Ratom [RATOM-src]
Archival
As this tool is no longer in use, this article is officially being archived.
Thanks
Justin
Basically, this is a way of using the text editor, Atom.io remotely to edit files.
Say you are working from your regular computer, and remotely ssh
into another machine, and you need to edit a text file, and you just know deep down that if you were able to use a full text editor, rather than VIM or NANO in the terminal, it’d be SO MUCH EASIER!
Thats where ratom comes in.
First, when you SSH, instead of the normal commands, you forward a port from the remote machine to your local machine. In the case of ratom, its 52698
. Then, you would run the prior installed ratom
command on the remote machine, on the text file you want to edit. ratom /etc/init.d/couchpotato
At which point it then opens that file remotely from the server to your local machine inside of Atom, as if it was local!
Installing Ratom
First, in order to pipe the text file over that port into your local atom, you have to install a program to handle it on the remote machine.

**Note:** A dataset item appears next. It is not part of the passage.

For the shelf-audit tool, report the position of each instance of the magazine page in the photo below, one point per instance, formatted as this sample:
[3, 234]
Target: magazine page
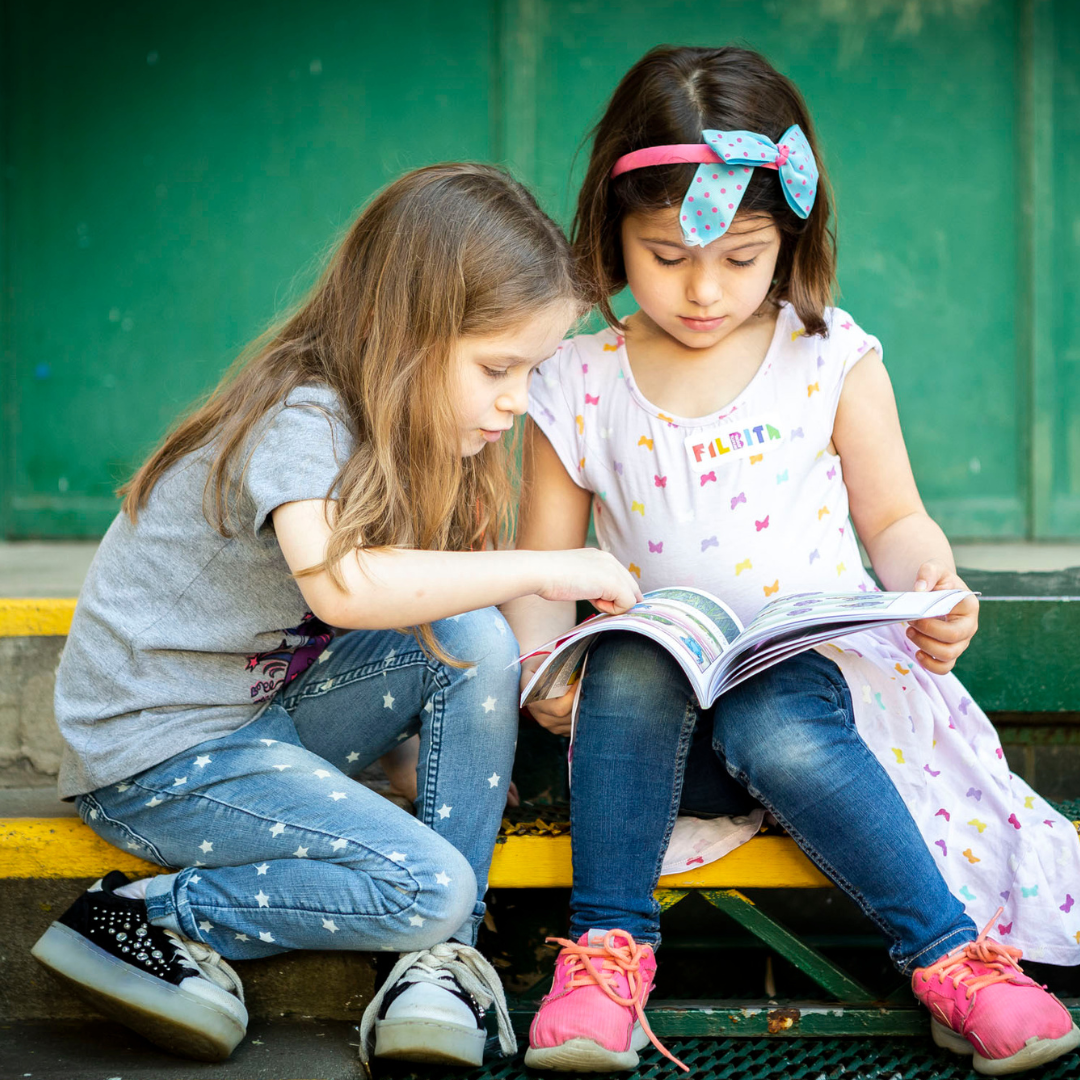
[693, 626]
[795, 623]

sudo curl -o /usr/local/bin/ratom https://raw.githubusercontent.com/aurora/rmate/master/rmate
sudo chmod +x /usr/local/bin/ratom
SSHing with Forwarded Ports
Then, exit that ssh session, and then reconnect with the port forwarded:
ssh -R 52698:localhost:52698 user@example.com
What this line is saying is:
-R
- Forward the following port FROM the remote machine to my local machine
the opposite would be an
-L
flag
52698:localhost:52698
- map the remote 52698 port to my local 52698 port, from the remoteslocalhost
, and not another address.and then your username and server address.
Running ratom on the Server
Once you’re reconnected, you can open the file from the remote system onto your local Atom by:
ratom /etc/init.d/couchpotato
So, the ratom
command is the program, and then the text file.